Report Uncovers 'Water-Apartheid' in the Occupied West Bank
April 13, 2013
Lauren McCauley / Common Dreams
A new report by the Ramallah-based human rights group Al-Haq on Israel's water grab in the occupied West Bank links the widespread deprivation of Palestinian water rights to Israel's settlement expansion strategy, saying both demonstrate "a clear testament to its colonial and apartheid motives." The study reports that Israel has claimed up to 89% of an aquifer that is largely located in the West Bank, giving Palestinians only access to the remaining 11%.
(April 9, 2013) -- A new report on Israel's water grab in the occupied West Bank links the widespread deprivation of Palestinian water rights to Israel's settlement expansion strategy, saying both demonstrate "a clear testament to its colonial and apartheid motives."
Published Monday by the Ramallah-based human rights organization Al-Haq, "Water for One People Only: Discriminatory Access and 'Water-Apartheid' in the Occupied Palestinian Territory," reports that Israel has claimed up to 89% of an underground aquifer that is largely located in the West Bank, giving Palestinians only access to the remaining 11%.
The water grab has fueled increased discrepancy in water usage in the region with the 500,000 Jewish settlers consuming approximately six times the amount of water used by the 2.6 million Palestinians living in the West Bank -- with the discrepancy growing even greater when agricultural water use is accounted for.
"There is a grave injustice in the division of water, and the results have been catastrophic," Tawfiq Salah, mayor of West Bank village al-Khader, told Al-Monitor.
The report cites a number of efforts -- including the continued establishment of Jewish settlements in Palestinian territory, the transfer of control of Palestinian water infrastructure to Israel's national water company, 'Mekorot,' and finally the Oslo Accords -- all which have effectively diminished Palestinian water rights and granted Israel sweeping authority over the vital resource.
Writing about the report, Al-Monitor's Jihan Abdalla quotes Musa, a Palestinian father of six, who had attempted to build a rainwater cistern in his field before the Israeli authorities quickly issued it with a demolition order.

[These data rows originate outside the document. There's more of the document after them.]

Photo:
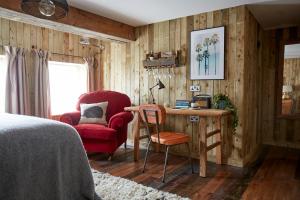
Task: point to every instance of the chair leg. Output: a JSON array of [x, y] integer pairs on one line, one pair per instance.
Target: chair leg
[[165, 166], [190, 156], [146, 155]]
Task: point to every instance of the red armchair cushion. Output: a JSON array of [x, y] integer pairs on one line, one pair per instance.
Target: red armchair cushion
[[96, 131], [116, 101], [97, 137], [120, 120]]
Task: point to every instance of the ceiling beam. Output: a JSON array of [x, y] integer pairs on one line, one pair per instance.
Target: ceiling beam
[[86, 20]]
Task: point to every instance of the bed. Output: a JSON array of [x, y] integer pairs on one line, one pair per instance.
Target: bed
[[42, 160]]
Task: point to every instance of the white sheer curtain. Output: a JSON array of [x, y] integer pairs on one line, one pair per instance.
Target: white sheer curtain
[[16, 94], [41, 81], [90, 61]]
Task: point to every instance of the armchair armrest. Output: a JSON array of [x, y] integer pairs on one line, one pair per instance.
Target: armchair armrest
[[71, 118], [120, 120]]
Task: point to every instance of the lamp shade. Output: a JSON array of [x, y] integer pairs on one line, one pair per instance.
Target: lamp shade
[[287, 88], [160, 85], [46, 9]]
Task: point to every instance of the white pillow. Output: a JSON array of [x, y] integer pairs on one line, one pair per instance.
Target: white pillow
[[94, 113]]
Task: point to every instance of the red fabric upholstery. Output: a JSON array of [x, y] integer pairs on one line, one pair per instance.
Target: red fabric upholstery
[[96, 131], [100, 138]]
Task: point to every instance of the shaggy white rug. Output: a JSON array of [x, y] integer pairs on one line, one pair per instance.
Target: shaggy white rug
[[109, 187]]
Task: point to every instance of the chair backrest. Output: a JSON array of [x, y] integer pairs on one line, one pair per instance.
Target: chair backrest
[[152, 114], [116, 101]]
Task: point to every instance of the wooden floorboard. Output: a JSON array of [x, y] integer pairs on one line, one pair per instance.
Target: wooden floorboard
[[274, 176], [275, 179]]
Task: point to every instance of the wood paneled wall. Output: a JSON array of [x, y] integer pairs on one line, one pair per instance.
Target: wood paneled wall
[[291, 76], [276, 131], [123, 71], [28, 36]]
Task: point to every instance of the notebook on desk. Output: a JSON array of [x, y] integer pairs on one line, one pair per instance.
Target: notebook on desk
[[182, 104]]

Abdalla continues:
Musa says if they had access to sufficient, affordable water, his family would be able to live off their ancestral field, selling their grapes, olives and fruit in nearby markets.
That, he says, is the reason why Israeli authorities prevent them from building a cistern, and why they do not have any running water.

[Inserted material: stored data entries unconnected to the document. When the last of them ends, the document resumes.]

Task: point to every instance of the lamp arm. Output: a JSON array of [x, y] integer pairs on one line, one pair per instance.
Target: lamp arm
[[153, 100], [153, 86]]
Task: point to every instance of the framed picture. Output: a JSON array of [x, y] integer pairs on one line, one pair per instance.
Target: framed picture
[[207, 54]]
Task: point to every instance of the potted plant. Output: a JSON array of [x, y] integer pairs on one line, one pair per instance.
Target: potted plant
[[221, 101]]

"They don’t want us to plant or grow anything, they just want us to have barely enough water for drinking and that’s it," Musa says looking at the unfinished, empty hole in the ground.
Roughly 313,000 Palestinians in the occupied West Bank are not connected to a water network, according to Al-Haq, and the United Nations Office for the Coordination of Humanitarian Affairs estimates that between 2009 and 2011 over 200 Palestinian wells and water reserves in the West Bank were demolished by Israeli officials.
Al-Haq writes that that Israel’s discriminatory water policy in the West Bank is "intrinsically linked to its settlement expansion strategy."
The report continues:
"Israel’s water policies represent only one element of an irreversible structural process that can only be described as colonial. Israel’s intention to permanently change the status of the occupied territory, de facto exercising sovereignty, reveals itself through the establishment and expansion of settlements in the West Bank (currently over 200) and by the creation of a network of roads and flourishing agricultural enterprises for their benefit.
The presence of settlements aims to permanently deny the Palestinian population the exercise of their right to self-determination by fragmenting the OPT and preventing the Palestinian people from exercising sovereignty over natural resources, in particular land and water."